INDIANAPOLIS — At 7 p.m. Monday, Indianapolis Mayor Joe Hogsett will go before the City-County Council and unveil his proposed 2024 spending plan.
The anticipated budget comes in at nearly $1.6 billion, roughly $200 million more than the 2023 budget and a 6.7% increase.
Public safety and the upkeep of Indianapolis and Marion County roads account for $941 million, about 60% of the entire annual spending plan.
IMPD makes up the single largest budget appropriation at $324 million, a 3.5% increase over last year’s spending.
The Marion County Sheriff’s Office will receive a 13% budget bump to $130 million while the Indianapolis Fire Department, dependent on complex apparatus and multiple stations, will receive $255 million.
The Department of Public Works, responsible for the repair and upkeep of streets and roads as well as infrastructure, will be allotted $232 million next year.
The Marion County Prosecutor, Public Defender and courts will all receive ten percent budget increases.
The Office of Public Health and Safety will see a 40% budget increase to $30.4 million, indicating Hogsett’s doubling down on his community anti-violence strategy including the funding of neighborhood programs and Peacemakers hired to walk the streets and interact with victims and families impacted by violence.

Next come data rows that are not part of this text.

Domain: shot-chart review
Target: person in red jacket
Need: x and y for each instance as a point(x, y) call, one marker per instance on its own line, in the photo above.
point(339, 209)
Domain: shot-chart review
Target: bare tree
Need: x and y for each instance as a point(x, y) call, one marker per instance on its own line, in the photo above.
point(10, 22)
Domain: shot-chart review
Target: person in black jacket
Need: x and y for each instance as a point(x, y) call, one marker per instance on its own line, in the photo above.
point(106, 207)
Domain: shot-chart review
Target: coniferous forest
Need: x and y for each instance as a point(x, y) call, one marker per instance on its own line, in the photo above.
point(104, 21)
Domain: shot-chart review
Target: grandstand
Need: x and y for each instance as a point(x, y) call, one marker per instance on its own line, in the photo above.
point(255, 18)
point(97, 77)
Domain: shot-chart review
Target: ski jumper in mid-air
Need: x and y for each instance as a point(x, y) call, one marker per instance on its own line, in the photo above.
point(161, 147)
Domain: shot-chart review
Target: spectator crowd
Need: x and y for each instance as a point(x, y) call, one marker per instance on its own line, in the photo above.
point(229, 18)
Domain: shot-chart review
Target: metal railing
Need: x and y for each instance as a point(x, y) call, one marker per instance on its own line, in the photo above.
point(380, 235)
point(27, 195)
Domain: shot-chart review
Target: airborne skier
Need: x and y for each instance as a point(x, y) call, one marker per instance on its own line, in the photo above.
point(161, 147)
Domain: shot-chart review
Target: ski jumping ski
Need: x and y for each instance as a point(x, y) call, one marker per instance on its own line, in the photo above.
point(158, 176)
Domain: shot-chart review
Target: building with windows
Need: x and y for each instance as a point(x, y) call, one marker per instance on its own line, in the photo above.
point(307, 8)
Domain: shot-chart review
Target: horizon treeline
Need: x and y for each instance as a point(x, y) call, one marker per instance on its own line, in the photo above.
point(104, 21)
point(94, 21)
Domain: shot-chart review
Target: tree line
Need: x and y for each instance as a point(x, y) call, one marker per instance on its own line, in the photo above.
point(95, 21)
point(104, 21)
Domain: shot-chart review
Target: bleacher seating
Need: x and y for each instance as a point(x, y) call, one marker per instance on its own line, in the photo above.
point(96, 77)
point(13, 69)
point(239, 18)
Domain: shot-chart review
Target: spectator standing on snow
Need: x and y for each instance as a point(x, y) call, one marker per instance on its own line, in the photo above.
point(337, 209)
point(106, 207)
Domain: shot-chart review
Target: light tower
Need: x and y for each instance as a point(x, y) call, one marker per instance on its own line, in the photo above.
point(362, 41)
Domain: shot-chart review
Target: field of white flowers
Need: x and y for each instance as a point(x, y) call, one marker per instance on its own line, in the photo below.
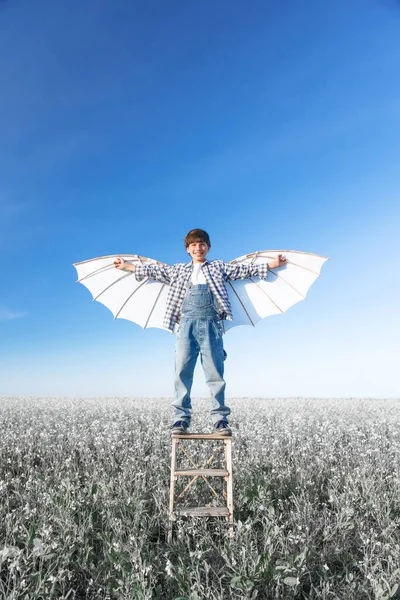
point(84, 491)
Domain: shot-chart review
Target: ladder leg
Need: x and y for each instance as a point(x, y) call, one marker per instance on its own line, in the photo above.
point(229, 485)
point(172, 489)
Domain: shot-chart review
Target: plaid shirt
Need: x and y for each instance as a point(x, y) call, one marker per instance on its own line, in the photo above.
point(178, 276)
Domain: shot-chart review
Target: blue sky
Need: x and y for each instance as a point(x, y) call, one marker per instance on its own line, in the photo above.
point(271, 125)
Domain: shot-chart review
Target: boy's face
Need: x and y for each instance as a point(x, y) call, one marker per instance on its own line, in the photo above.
point(198, 251)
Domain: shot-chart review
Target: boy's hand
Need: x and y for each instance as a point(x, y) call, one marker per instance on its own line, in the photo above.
point(279, 261)
point(119, 263)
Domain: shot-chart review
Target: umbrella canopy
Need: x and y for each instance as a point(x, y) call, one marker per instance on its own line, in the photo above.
point(251, 299)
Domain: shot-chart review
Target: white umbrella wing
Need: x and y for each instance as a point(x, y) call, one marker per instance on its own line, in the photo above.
point(141, 302)
point(251, 299)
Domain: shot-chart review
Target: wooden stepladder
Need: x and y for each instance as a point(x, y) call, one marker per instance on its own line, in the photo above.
point(205, 472)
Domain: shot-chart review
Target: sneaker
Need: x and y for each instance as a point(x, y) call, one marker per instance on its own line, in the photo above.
point(222, 428)
point(179, 427)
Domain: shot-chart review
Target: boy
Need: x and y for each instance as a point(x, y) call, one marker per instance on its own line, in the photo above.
point(198, 302)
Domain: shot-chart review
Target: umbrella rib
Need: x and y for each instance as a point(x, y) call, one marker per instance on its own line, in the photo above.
point(134, 292)
point(113, 283)
point(287, 283)
point(154, 305)
point(305, 268)
point(268, 296)
point(244, 308)
point(83, 262)
point(94, 272)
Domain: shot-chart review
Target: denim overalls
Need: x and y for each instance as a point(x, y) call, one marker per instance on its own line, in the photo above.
point(200, 331)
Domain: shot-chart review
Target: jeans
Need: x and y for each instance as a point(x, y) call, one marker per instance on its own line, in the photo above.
point(199, 332)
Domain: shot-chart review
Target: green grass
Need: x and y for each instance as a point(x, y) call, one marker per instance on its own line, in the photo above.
point(84, 492)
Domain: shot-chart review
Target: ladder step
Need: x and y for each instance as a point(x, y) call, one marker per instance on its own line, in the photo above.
point(203, 511)
point(202, 436)
point(205, 472)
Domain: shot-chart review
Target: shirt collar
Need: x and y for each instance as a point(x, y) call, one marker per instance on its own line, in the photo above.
point(190, 265)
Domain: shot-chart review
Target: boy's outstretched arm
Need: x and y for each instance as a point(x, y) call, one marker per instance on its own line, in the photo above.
point(243, 271)
point(159, 272)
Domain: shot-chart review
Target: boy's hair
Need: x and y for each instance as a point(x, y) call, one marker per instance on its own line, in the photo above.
point(197, 235)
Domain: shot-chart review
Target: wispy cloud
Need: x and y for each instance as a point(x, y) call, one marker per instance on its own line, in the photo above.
point(9, 315)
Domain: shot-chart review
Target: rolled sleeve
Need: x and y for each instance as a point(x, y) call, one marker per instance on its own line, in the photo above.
point(243, 271)
point(158, 272)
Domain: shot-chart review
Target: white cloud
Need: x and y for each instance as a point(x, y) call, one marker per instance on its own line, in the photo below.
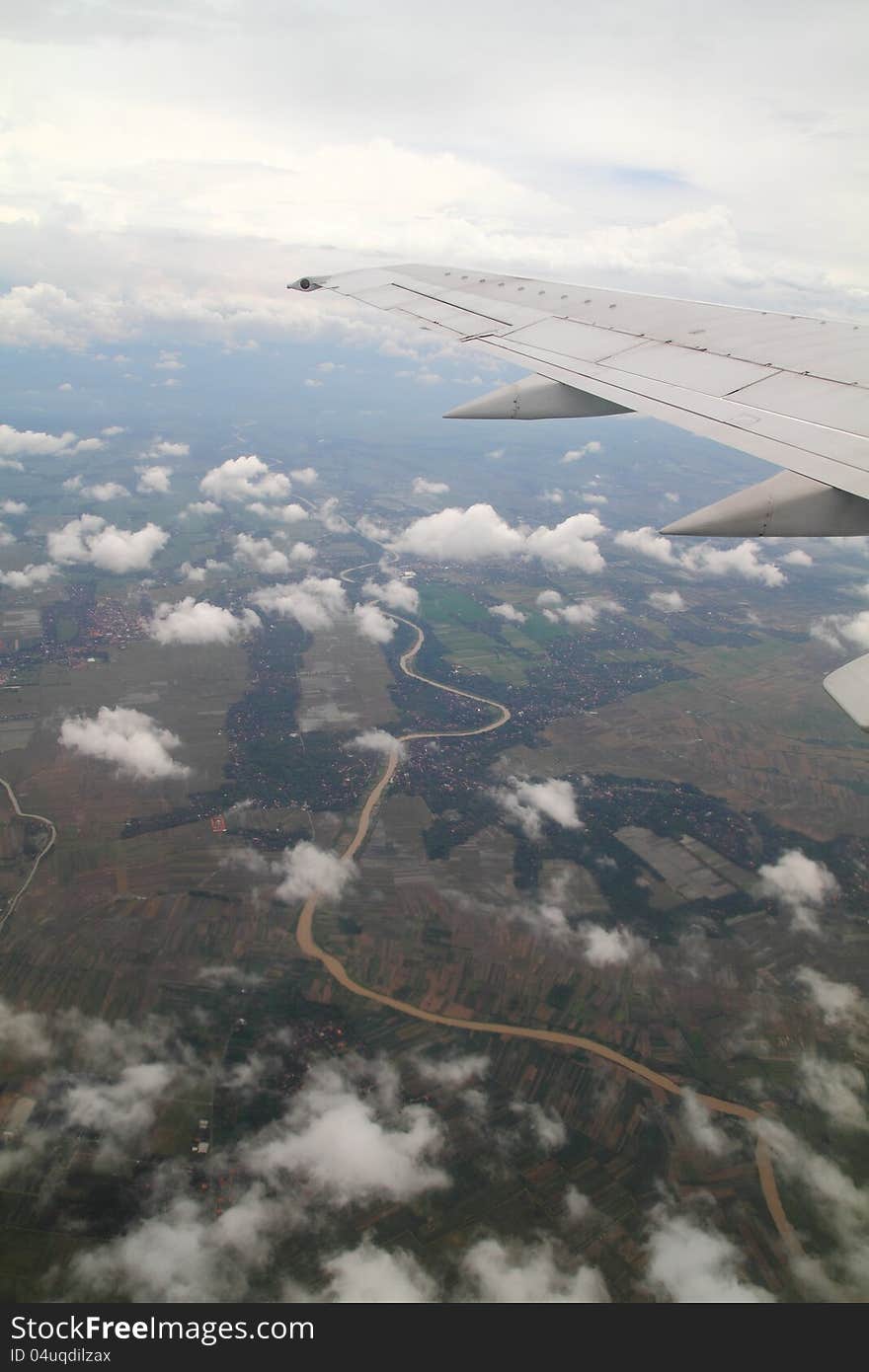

One agency that will feel the impact of budget cuts will be the Marion County Coroners Office which will realize a 30% budget decrease to $7 million.
The Coroner’s budget had been steadily increasing due to the additional workload in addressing cases of COVID and overdose deaths.
Chief Deputy Coroner Alfie McGinty told FOX59/CBS4 that while her staff expects to move into new facilities in September of 2024, some additional grants and funding have run out.
“We should be ok,” said McGinty. “Overdose deaths are still on the rise, other deaths have decreased slightly.
“If we start to see a shift in cases and workload, we will come back and ask for additional funds as needed.”
Once the budget passes through the Council committee process, it will be up for final adoption in mid-October.
One year ago, while presenting the 2023 municipal budget, Hogsett said that not only was his proposed spending plan balanced but homeowners received one-time $100-150 property tax breaks.